CABEZAS CLARAS

Decía Ortega y Gasset que todas las cosas de que habla la ciencia genuina son abstractas, aunque los maestros ciruela de la decadencia argentina insistan sobre las respuestas concretas a sus víctimas examinadas. De suerte que la claridad de la ciencia no está tanto en la cabeza de quienes la cultivan como en las cosas de que hablan (veracidad ontológica, que le decían los sabios antiguos). Lo esencialmente confuso, intrincado, es la realidad vital, que es siempre única y según Aristóteles no hay ciencia de lo que pasa (sino de lo que queda) es que su saber no constituye episteme.

El que sea capaz de orientarse con precisión en ella, el que vislumbre bajo el caos que presenta toda situación vital la anatomía secreta de instante, en suma: el que no se pierda en la vida, ése es de verdad una cabeza clara. No sé porque me acuerdo de los “analistas políticos” y de las encuestas de opinión, están intelectualmente guillotinados.

La vida de hoy es como un caos donde uno está perdido. Cada uno lo sospecha pero le aterra y procura ocultarlo con un telón fantasmagórico (democracia, paz, libertad y ahora justicia, pero jacobina). Le trae sin cuidado que sus ideas (degradadas como “opiniones”) no sean verídicas ni siquiera verosímiles: las emplea como trincheras, como aspaviento para ahuyentar la realidad y disfrazarse de militante. Pero no puede: sólo se engaña a sì mismo y a la porción más lela del prójimo.

El hombre de cabeza clara, recordaba Ortega, es quien se libera de esas fantasías ideológicas y mira de frente a la vida. Como vivir es sentirse perdido, el que lo acepta ya ha empezado a encontrarse. Instintivamente, lo mismo que el náufrago, buscará algo a que aferrarse y esa mirada trágica, perentoria y veraz (no sólo “sincera”), porque trata de salvarse, le hará ordenar el caos de su vida y, desde allí, contribuirá a ordenar la ajena si le queda paño. Pero nadie da lo que no tiene: el reseco, amor; el oscuro, verdad o, nuestros dirigentes, soluciones. Al contrario, ellos constituyen el problema. Las ideas de los náufragos son las únicas veraces, lo demás es retórica, postura o farsa.

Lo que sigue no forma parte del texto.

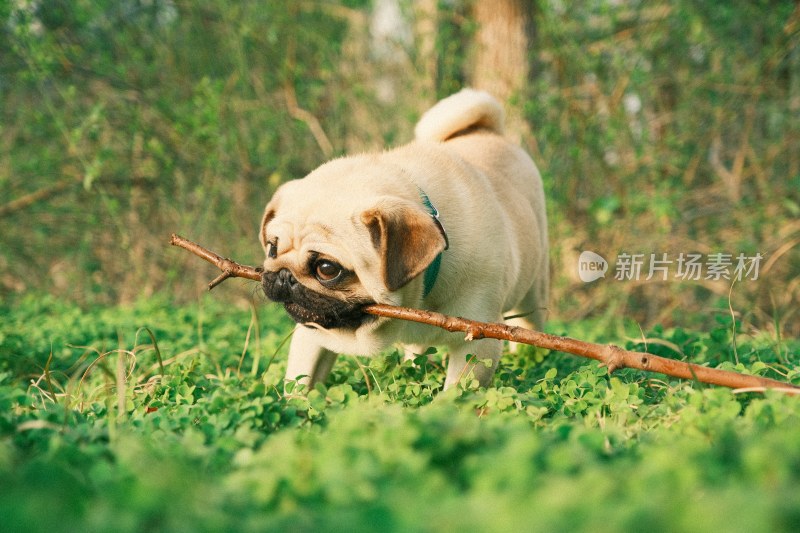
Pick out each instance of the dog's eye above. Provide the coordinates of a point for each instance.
(327, 271)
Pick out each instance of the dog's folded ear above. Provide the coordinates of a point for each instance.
(407, 239)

Esto es lo cierto en casi todos los órdenes, aún en la ciencia. Nuestras ideas científicas valen en la medida en que nos hayamos sentido perdidos ante una cuestión problemática y comprendamos que no podemos apoyarnos en pensamientos recibidos, en recetas, lemas ni jergas ocultistas. El que descubre una verdad científica (siempre provisional y revisable) tuvo que triturar casi todo lo que había aprendido y llega a ella con las manos sangrientas por haber yugulado innumerables lugares comunes. No se preocupen los muchachos del CONICET, las autoridades actuales ni las futuras se van a tomar en serio a Ortega y Gasset, salvo para las citas bibliográficas. Sería de interés cotejar las reflexiones orteguianas con la soberbia intelectual de nuestra dirigencia política y cultural. Esa oscurece las
mentes, es inhábil para presentar cualquier cuestión, no digo para resolverla. Sobredimensiona lo fútil, magnifica lo trivial, acoge lo repulsivo, defiende lo aberrante, oculta lo auténtico y deforma lo salvífico. Pero hay excepciones personales y grupales en acelerada disminución en cantidad e intensidad. Aún así constituyen semillas de excelencia diseminadas, expectantes y perseguidas. Aquí y ahora, como en cualquiera parte y cualquier tiempo, hay cabos donde tomarse y hay náufragos que desean salvarse a sí mismos y a los demás. En esto consiste el espíritu selecto de las minorías potencialmente revolucionarias, que operan como levadura de la historia. Su éxito depende, entre otras variables, de la proporción de cabezas claras que las componen. Muchos fracasos pretéritos por allí tienen su clave.

Cuando se habla de “minorías selectas” la habitual bellaquería suele tergiversar el sentido de la expresión, fingiendo ignorar que el hombre selecto no es el petulante que se cree superior a los demás, aunque no logre cumplir en su persona esas exigencias superiores. Es indudable que la división más radical que cabe hacer en la humanidad es entre quienes se exigen mucho y acumulan sobre sí dificultades y deberes, y los que no se exigen casi nada sino que, para ellos, vivir es ser en cada instante lo que ya son, sin esfuerzo perfectivo sobre sí mismos, boyas que van a la deriva. La orientación democrática consiste en navegar siguiendo a las boyas que van a la deriva. ¡¡¡Minga!!!.

(publicado en Fuerza Nacional No.14 de abril de 1999).